Richard Brown & Mark Kleinman: We shouldn’t plan for a London decline

Richard Brown & Mark Kleinman: We shouldn’t plan for a London decline

London enters 2021 in a very different mood from this time last year and the zeitgeist of most of the previous 30 too. There were fireworks on the Thames on New Year’s Eve, but no crowds were watching in the streets and parks. The mood of the impressive light and sound show was one of resilience and solidarity, rather than unbridled confidence. As with the opening ceremony for the 2012 London Olympic Games, praise for the National Health Service took a central role, but the tone was less celebratory than seriously grateful.

London has suffered badly from both the health and the economic impacts of the pandemic, as can be seen in the London Intelligence Economic Tracker. As we write, the NHS in London and throughout the UK is again straining under pressure.
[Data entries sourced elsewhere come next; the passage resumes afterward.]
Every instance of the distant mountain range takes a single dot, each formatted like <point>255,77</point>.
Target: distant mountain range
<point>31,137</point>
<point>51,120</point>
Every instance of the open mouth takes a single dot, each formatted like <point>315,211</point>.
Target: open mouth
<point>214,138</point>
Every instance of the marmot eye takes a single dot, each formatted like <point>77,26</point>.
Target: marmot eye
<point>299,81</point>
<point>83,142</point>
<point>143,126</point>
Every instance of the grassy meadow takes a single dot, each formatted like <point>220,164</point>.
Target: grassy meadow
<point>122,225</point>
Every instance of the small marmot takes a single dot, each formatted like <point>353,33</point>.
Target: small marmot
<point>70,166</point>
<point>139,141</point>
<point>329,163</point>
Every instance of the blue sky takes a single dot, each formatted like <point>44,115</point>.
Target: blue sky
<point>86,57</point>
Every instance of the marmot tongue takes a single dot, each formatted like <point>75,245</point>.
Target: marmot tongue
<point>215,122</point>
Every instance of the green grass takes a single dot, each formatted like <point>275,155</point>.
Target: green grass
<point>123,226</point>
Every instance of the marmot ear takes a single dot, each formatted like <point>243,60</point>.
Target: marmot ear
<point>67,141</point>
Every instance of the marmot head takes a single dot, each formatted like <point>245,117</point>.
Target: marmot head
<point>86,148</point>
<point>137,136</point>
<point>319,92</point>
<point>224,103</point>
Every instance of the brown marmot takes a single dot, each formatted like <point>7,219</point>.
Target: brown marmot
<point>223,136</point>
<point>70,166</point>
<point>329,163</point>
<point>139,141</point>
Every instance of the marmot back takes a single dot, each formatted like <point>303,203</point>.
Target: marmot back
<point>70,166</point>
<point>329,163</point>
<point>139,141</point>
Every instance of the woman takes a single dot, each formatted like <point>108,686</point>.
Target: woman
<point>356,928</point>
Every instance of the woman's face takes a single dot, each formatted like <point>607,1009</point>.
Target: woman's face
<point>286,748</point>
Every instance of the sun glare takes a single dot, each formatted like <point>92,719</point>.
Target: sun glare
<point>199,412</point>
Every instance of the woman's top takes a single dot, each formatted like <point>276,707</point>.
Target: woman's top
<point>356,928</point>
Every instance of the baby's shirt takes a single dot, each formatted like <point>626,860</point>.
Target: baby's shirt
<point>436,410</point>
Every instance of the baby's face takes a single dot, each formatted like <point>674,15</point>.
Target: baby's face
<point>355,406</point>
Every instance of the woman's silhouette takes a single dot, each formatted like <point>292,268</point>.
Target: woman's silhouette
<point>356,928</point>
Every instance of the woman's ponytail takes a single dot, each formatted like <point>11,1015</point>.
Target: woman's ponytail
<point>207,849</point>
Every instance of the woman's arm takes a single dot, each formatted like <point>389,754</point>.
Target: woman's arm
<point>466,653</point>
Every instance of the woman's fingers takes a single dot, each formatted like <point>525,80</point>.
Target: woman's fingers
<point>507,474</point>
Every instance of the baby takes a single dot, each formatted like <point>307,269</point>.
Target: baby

The emerging labour market evidence shows a particularly severe downturn in London. The Greater London Authority (GLA) Economics team report that the number of workforce jobs fell by 3.8% (229,000) in the capital between March and September – a far greater fall than for the UK as a whole, at 1.8%.

They go on to say that, while in the earlier stages of the pandemic there were only modest changes in headline labour market statistics relative to the large falls in activity, this has changed more recently, with big movements in London’s unemployment rate. In the three months to October, this rose a record 1.2 percentage points to 6.3% in London – the largest quarterly rise since the series began in 1992. Only the North East region has a higher current unemployment rate than London, at 6.6%.

As we hobble through the next few months, bigger questions are being asked about the future of cities and of London in particular. Will the “urban age” of big cities leading global trade and growth return? Or does the future lie in more dispersed and fractured economic activity, as globalisation falters, global travel slows, and/or the benefits of agglomeration are outweighed by the convenience and safety of working from home?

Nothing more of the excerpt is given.